Лишь на секунду скользнула тень растерянности в быстрых, твердых, словно прицеливающихся глазах, и сразу же восторженное:
— Эх ты, якуня-ваня, встреча какая!
Мгновенно отбросил палки, лыжи, крепко обхватил лейтенанта, стал целовать в губы, щеки, чуть пригибая более высокого Канунникова.
— Да погоди, погоди… я по-русски, по-русски!.. — приговаривал лыжник, не отпуская лейтенанта, который смущенно пытался освободиться из его объятий — ведь смотрит вся рота. Наконец отпустил, придерживая за плечи, чуть отодвинул назад, как это делают, всматриваясь в понравившуюся картину.

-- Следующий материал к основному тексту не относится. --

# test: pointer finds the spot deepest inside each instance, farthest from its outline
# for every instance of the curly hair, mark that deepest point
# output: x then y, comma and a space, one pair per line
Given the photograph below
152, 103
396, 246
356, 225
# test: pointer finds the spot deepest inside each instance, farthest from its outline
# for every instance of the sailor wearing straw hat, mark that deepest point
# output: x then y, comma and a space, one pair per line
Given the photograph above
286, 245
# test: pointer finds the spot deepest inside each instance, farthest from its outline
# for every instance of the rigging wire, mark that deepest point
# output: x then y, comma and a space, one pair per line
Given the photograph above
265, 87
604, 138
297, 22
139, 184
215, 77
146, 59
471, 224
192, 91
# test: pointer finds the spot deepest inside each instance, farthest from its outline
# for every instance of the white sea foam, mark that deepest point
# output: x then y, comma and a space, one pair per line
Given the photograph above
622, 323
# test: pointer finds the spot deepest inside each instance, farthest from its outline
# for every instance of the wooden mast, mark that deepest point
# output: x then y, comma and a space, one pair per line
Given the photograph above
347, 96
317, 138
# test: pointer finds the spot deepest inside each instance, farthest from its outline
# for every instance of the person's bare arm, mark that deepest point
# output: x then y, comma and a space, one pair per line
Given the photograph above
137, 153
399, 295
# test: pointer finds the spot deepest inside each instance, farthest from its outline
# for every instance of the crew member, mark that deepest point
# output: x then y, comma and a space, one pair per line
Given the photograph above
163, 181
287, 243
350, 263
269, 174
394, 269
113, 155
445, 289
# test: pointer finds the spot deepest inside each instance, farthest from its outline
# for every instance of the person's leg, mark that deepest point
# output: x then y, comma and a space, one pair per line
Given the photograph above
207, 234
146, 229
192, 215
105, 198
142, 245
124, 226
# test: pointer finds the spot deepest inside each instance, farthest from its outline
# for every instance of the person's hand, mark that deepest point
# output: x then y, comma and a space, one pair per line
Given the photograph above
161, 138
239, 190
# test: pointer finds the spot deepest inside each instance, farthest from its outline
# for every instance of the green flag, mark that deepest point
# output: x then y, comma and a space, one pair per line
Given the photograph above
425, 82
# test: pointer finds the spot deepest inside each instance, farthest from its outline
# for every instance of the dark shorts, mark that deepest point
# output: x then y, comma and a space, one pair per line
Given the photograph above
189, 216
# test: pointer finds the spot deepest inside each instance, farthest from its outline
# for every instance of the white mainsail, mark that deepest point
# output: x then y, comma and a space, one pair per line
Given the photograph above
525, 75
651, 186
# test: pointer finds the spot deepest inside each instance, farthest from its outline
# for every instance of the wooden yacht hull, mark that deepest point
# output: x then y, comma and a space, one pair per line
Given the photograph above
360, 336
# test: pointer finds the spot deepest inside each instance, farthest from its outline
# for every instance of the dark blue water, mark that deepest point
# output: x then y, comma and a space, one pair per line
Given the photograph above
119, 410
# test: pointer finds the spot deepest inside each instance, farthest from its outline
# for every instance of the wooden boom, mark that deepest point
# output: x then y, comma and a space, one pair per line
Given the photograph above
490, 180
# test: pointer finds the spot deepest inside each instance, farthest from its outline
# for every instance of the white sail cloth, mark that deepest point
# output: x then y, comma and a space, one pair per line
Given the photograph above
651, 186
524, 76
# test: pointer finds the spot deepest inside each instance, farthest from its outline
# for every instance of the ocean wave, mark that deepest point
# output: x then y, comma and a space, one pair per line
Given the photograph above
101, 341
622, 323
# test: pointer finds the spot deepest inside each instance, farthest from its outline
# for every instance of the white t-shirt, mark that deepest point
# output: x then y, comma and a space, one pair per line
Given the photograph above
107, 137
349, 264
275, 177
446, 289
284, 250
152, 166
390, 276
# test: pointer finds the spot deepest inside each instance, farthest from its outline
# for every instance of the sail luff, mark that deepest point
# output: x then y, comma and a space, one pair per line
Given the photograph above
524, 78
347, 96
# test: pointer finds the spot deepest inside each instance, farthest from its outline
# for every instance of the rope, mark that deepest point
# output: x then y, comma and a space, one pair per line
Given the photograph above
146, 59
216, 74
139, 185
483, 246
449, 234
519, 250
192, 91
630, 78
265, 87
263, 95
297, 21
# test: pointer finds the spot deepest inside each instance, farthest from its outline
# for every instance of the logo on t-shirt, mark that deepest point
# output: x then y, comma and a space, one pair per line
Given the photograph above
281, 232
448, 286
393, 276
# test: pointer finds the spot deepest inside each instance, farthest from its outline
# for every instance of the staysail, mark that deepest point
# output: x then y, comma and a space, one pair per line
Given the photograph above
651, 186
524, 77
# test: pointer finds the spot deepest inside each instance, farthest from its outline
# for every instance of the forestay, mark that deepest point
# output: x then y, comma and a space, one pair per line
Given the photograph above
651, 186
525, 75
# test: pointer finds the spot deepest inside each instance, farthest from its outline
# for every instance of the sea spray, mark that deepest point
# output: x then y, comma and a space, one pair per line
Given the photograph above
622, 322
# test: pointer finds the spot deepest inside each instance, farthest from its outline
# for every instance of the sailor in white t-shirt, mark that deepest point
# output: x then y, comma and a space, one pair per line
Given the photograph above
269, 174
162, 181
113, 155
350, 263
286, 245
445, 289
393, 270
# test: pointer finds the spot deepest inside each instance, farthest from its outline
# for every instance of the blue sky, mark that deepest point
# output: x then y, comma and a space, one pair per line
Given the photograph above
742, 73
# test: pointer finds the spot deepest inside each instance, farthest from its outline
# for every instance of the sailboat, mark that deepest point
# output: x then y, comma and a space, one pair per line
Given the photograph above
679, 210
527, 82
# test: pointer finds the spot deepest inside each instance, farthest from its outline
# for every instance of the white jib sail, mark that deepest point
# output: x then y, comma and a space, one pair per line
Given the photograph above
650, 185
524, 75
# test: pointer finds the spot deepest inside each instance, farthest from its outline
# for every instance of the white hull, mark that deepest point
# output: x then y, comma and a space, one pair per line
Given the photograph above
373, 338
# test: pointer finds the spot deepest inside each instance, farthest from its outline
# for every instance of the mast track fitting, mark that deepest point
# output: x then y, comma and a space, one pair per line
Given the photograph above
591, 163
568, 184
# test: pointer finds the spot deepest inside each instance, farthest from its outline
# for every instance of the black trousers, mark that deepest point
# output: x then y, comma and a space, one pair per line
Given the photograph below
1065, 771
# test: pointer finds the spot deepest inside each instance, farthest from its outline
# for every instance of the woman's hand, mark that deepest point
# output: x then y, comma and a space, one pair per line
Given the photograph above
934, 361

— Что же ты, Леня, заставил меня волноваться? А? Своего учителя, Широнина, не узнал? Про Кирс забыл?
— Да ведь как вас узнать, Петр Николаевич? Кирс-то далеко, никогда бы и не подумал здесь встретиться.
— А где же? Что же, по-твоему, Петр Николаевич историю должен только преподавать, а делать ее будешь ты? Нет уж, Леня, на фронте нам и встречаться. Ты откуда и куда? Рота, вижу, маршевая, наверное, и сам недавно из училища?
— Месяц назад.
— Где заканчивал?
— В Ташкенте.
— Ну, а я в Глазове, Петрозаводское. Оно там сейчас обосновалось… Вот нас война и сравняла, Леня. Оба лейтенанты. Так ты дай команду, чтобы люди помогли вытащить машину, а мы пока поговорим. На меня час назад «мессер» налетел. Шофер начал бросать машину из стороны в сторону и застрял в колдобине.
— Так он и нас после этого обстрелял.
Лейтенант подозвал бойцов, приказал группе их направиться к машине. Следом за солдатами пошел с Широниным к машине и сам. Оба — учитель и ученик — влюбленно посматривали друг на друга.
Лейтенанту зримо представлялся Петр Николаевич, каким он привык видеть его в классе, когда любимый учитель рассказывал о далеком прошлом России. Невысокого роста, с нетерпеливыми, резкими движениями, он не любил сидеть за столом. Излагая тему, Петр Николаевич обычно ходил вдоль парт какой-то задиристой, усвоенной еще в комсомольские годы походкой. Впечатление этой задиристости создавалось и посадкой чуть откинутой назад головы, и выставленной несколько вперед грудью. И о чем бы ни шла речь — о древлянах или кривичах, о Киевской Руси или о заселении Сибири, — урок пролетал быстро и в то же время оказывался необычайно вместительным, интересным, волнующим. Вспомнились лейтенанту и пионерские походы на берега Вятки, вечера у костра, ранние июльские зори — лучшая пора ловли знаменитых вятских язей. Секретами ловли этих язей Широнин щедро делился со своими питомцами. «Эх, что же у тебя за приманка? Разве она годится? Вот возьми мою. На солнышке подержана, язь такую любит».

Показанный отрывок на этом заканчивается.